Financial crashes are common in modern market economies. The first notable one occurred in Amsterdam in the 1630s when a bursting speculative bubble on tulips caused enough financial ruin for wealthy investors to create a recession. Other crashes occurred in the 1700s and the 1800s linked to risky colonial exploits and the adventurous building of canals and railroads. The stock market crash of 1929 that initiated the Great Depression was followed by a succession of postwar collapses throughout Europe. The Great Recession of 2008 — some effects are still echoing throughout the global economy — is just the latest in this parade of financial crashes.
Five steps to crashing a market
A brilliant analysis of these crashes is provided by the Canadian-born economist John Kenneth Galbraith (1908 – 2006) in his book, A Short History of Financial Euphoria. His ideas form the basis for an illuminating commentary by Professor Christopher Ragan, an economist teaching at McGill University (Globe and Mail, Sept. 17/13). Each financial crash, according to Galbraith, contains five common elements.
The first is a novel “investment or financial instrument” that attracts and excites investors. A creative and new mechanism for making money is an irresistible lure for those looking for quick and generous profits. The result is a flood of speculative investing.
Complex problem
The second is the complexity of many of these “investment and financial instruments”. Investors may not fully understand how they work but the high returns confirm that a valid strategy is operative. Adding to this allure is the investor’s feeling that someone of superior intelligence or special insight has found an undiscovered investment mechanism for success. Investors commonly overlook the reality that much of the activity in market economies is irrational, more the result of group psychology than financial acumen.
The “L” word
The third element in financial crashes, according to Galbraith, is too much borrowing — excessive “leverage” is the technical term. The temptation here is frequently irresistible. If $10,000 in personal capital is used to borrow $1,000,000 at 5% interest to invest in a scheme that will yield a 15% return, then the original $10,000 risk earns $100,000 in profit once the debt plus interest is repaid.

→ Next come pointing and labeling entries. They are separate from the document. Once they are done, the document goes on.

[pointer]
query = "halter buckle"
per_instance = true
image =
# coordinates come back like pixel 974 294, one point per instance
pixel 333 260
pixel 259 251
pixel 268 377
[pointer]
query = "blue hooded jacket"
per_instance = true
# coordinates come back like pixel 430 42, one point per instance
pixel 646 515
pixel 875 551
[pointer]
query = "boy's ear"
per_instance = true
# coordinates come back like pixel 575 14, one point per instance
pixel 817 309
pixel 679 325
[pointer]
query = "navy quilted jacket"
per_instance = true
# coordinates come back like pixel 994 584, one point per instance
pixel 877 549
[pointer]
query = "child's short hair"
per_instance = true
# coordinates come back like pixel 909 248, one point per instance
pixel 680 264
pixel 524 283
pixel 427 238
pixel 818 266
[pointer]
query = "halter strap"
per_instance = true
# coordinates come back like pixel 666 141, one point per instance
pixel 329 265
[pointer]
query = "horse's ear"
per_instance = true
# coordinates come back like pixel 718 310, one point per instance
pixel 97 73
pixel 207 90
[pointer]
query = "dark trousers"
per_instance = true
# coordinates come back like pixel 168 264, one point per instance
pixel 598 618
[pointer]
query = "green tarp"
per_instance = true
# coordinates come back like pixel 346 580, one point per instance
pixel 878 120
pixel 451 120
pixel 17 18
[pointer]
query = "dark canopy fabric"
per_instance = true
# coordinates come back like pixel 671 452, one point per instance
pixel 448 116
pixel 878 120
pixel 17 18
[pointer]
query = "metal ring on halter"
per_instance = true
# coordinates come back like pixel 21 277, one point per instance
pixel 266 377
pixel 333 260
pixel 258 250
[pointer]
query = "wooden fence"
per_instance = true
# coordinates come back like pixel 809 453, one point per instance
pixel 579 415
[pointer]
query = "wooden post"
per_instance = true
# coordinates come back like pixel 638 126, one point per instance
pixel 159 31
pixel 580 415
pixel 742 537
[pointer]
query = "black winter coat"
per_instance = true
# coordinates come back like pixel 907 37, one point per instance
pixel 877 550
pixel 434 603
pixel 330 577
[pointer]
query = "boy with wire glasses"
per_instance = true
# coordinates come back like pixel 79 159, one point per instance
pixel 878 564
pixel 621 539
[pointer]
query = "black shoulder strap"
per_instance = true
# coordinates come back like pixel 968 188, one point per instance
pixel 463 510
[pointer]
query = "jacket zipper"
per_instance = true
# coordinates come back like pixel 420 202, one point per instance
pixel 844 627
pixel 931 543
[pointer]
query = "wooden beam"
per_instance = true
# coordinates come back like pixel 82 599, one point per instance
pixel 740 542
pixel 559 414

Leverage vastly magnifies profits. But it similarly magnifies losses if the investments fail. When a large number of individuals and financial institutions are too heavily leveraged because of an euphoria of loaning and borrowing, then the entire economic system is exposed to structural collapse. The lost capital results in recessions or depressions.
Passing the buck
The fourth element in Galbraith’s analysis is the “assignment of blame”. Failure is usually ascribed to incompetent developers, to unscrupulous mortgage lenders, or to financial institutions inaccurately rating risk. But, according to Galbraith, no one questions “the system” itself because to do so would cast doubt on the belief in market economies. Investors — indeed, entire cultures — are not willing to honestly examine their faith in an economic system that has generated so much wealth in its brief history.
Those who don’t learn from history…
Galbraith’s fifth and last element notes the failure of investors to learn from experience. Forgetting guarantees that the repeated lessons of history keep disappearing into a renewed innocence that will continue replaying variants of the same mistakes. So, in Galbraith’s analysis, financial crashes are sure to be a recurrent and disruptive rhythm in market economies.
The cost of these financial crashes in a market economy, however, may be a small price to pay for the material benefits that accrue to a culture embracing such a system. Despite the flaws, a market economy is a powerful and effective technique for producing wealth. Significantly, the system routinely survives the shocks of these crashes, invariably reassembling itself from the financial and social wreckage to carry on with bigger and more ambitious endeavours. Regardless of its failings and the temporary traumas that result, the system itself may be so resilient as to be almost immune to destruction.
The system is never doubted
This resilience may explain why, as Galbraith notes, “the system” is never doubted by those whom it damages or destroys. Its adaptability, flexibility and durability is such a perfect image of humanity’s own character that we would only modify or abandon it under the most extreme of circumstances.
This entanglement of resilience and image has profound environmental implications. What if a fundamental mismatch exists between market economies and nature’s structural integrity? What if the insatiable wealth ethic that governs market economies is incompatible with the constraining limits inherent in ecosystems? What if we have invented an economic system whose durability renders it unstoppable, whose destruction of nature is inevitable, and whose reflection of our own image precludes us from changing it without a radical change in ourselves?
If the answers to these questions are all affirmative, then the economic system we have devised may be on an unavoidable collision course with nature. While we can stoically and patiently endure the costs and inconveniences of repairing financial crashes, crashing any of the planet’s essential ecosystems may be permanent, catastrophic and far more difficult to survive.
“People of privilege will always risk their complete destruction rather than surrender any material part of their advantage. Intellectual myopia, often called stupidity, is no doubt a reason. But the privileged also feel that their privileges, however egregious they may seem to others, are a solemn, basic, God-given right. The sensitivity of the poor to injustice is a trivial thing compared with that of the rich. So it was in the Ancien Regime [in 18th century France]. When reform from the top became impossible, revolution from the bottom became inevitable.”